After the climax in the middle of the late Cretaceous, global temperatures began to fall: the Mesozoic greenhouse climate has been driven by the widespread occurrence of LIPs; but since their frequency lowered, Earth system has been able to soak up much more CO2 than the ordinary volcanic emission amount: in consequence also temperatures trended downward after the highest point reached during the Turonian, 30 Ma before the end of the Cretaceous (90 Ma).

However Eocene climate has been still warm, accompanied by two thermal highs, at its beginning (PETM (Paleocene Eocene Thermal Maximum), synchronous with the main phase of the North Atlantic Igneous Province) and in the middle (MECO (middle Eocene climatic optimum)). Rainforest was widespread also in the areas now covered by deserts or savannas of Africa, Arabia, and SW Asia at time. But at the Eocene-Oligocene border the ongoing cooling trend triggered also a little faunal extinction event (Mongolian Remodelling or Grand Coupure).

There is probably a link between Eocene-Oligocene border cooling, Mongolian Remodelling, and the onset of Antarctic glaciation, an event for which many forcings acted:From that moment permafrost and ice caps began their development in southern hemisphere (in northern hemisphere their onset is later, since North America and Eurasia arrived later than Antarctica at their current high latitudes), hence becoming a new, main, greenhouse gas sequestration process. From the beginning of the Oligocene, rainforest began to fall in higher latitudes, replaced by an open woodland environment also in Southern Africa.

The global scale atmospheric CO2 continuous fall.
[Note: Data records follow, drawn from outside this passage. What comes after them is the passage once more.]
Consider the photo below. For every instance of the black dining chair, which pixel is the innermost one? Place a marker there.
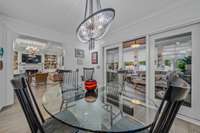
(87, 74)
(70, 88)
(166, 114)
(36, 125)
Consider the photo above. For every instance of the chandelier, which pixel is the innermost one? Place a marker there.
(95, 24)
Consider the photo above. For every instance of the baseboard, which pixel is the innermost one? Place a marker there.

The arrival of Antarctica near south pole.

The split between Antarctica and Australia and the Drake Strait opening that allowed the circumpolar current formation, preventing since then the mixing of polar and warmer waters in southern ocean [30].
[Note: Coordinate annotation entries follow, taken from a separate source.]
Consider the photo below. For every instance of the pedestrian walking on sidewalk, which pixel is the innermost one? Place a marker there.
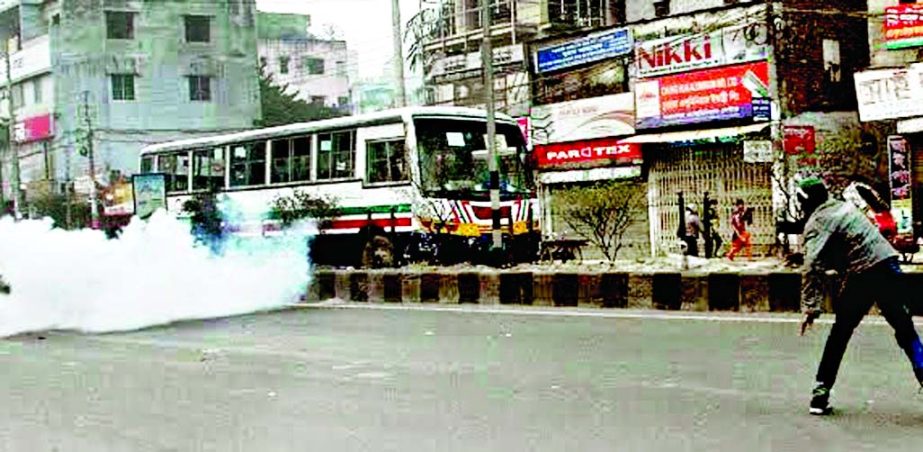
(741, 237)
(839, 237)
(693, 229)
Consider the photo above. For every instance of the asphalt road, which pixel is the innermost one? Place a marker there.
(324, 379)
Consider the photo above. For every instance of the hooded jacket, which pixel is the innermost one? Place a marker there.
(838, 237)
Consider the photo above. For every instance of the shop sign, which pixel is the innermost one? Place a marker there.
(903, 26)
(889, 93)
(471, 63)
(727, 46)
(758, 151)
(33, 129)
(899, 171)
(702, 96)
(584, 119)
(606, 150)
(593, 48)
(798, 140)
(595, 174)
It is noticeable also that these geological changes promoted in many areas C3 plants replacements with C4 plants.

9. Conclusions

Vascular plants diversity dropped during various mass extinction events, especially at the two Upper Devonian events, Permian-Triassic border, Toarcian and Cretaceous-Paleogene border, while they passed the Triassic-Jurassic border event without problems. Diversity pattern shows a growth before extinction peaks, a common behavior in the frame of the biosphere recovery after a mass extinction.

Plant recovery has been slightly delayed only after the End-Permian extinction, because of the extreme climatic conditions created by the double LIP event (Emeishan Traps, Permian Traps) and by the final sudden vanishing of the last Permo-Carboniferous ice caps.
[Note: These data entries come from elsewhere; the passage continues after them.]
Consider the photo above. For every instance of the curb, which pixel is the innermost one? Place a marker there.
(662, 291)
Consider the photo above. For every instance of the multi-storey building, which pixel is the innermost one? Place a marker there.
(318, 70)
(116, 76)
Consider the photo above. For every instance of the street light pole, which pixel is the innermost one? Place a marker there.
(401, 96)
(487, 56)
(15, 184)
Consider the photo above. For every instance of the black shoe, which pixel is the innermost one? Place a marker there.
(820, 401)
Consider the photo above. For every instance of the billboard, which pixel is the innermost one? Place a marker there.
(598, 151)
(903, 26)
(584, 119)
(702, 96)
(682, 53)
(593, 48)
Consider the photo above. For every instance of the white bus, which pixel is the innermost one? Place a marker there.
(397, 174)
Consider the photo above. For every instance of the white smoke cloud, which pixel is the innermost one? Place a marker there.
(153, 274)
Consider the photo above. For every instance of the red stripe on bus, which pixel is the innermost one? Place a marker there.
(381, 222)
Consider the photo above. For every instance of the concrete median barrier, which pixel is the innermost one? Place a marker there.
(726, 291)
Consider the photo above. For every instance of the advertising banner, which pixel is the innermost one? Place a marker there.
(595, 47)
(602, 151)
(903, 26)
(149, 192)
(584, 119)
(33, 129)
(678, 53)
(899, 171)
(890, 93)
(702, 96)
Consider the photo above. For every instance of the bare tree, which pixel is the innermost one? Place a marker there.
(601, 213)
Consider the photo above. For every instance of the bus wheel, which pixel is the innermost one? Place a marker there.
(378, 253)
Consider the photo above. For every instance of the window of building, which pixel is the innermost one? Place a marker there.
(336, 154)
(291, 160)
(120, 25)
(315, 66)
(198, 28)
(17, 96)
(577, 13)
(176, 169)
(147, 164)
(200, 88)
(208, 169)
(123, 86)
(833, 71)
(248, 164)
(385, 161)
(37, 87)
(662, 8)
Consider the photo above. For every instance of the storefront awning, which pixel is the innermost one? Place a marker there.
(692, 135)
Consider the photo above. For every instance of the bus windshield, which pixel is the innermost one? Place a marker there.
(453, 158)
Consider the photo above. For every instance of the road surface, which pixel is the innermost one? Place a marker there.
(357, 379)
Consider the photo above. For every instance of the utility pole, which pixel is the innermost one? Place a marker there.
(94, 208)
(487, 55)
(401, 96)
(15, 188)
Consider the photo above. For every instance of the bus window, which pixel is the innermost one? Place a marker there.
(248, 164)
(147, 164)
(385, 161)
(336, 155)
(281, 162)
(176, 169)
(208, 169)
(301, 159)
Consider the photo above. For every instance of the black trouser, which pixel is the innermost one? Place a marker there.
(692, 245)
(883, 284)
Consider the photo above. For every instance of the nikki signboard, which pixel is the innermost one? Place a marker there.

The data inferred with PyRate are in excellent agreement with geological events, thus suggesting a heavy link between plant evolution and geological events, especially the occurrence of Large Igneous Provinces.

So, the four stages detected by Niklas et al. in 1983 [14] can be interpreted with environmental changes related to geological events:

The high CO2 level allowed the origination of early terrestrial plants and the rise of the first forest in Silurian times.

The wide occurrence in the lower Carboniferous of lands along the equatorial belt allowed the rise of the tropical rainforest and the diffusion of ferns and lycophytes.

The arrival of large landmasses in polar positions and lowering in LIP occurrence rate originated the cooling and aridification trends of the Upper Carboniferous culminated with the onset of the Permo-Carboniferous glaciation, thus promoting the nonflowering seed plants diffusion.

The diffusion of the angiosperms from the lower Cretaceous has been a consequence of the wide wildfires occurrence, triggered by the climatic and environmental consequences of the massive volcanic activity of that time and by the Pangaea break-up in a world in which moisture was more widely distributed than before.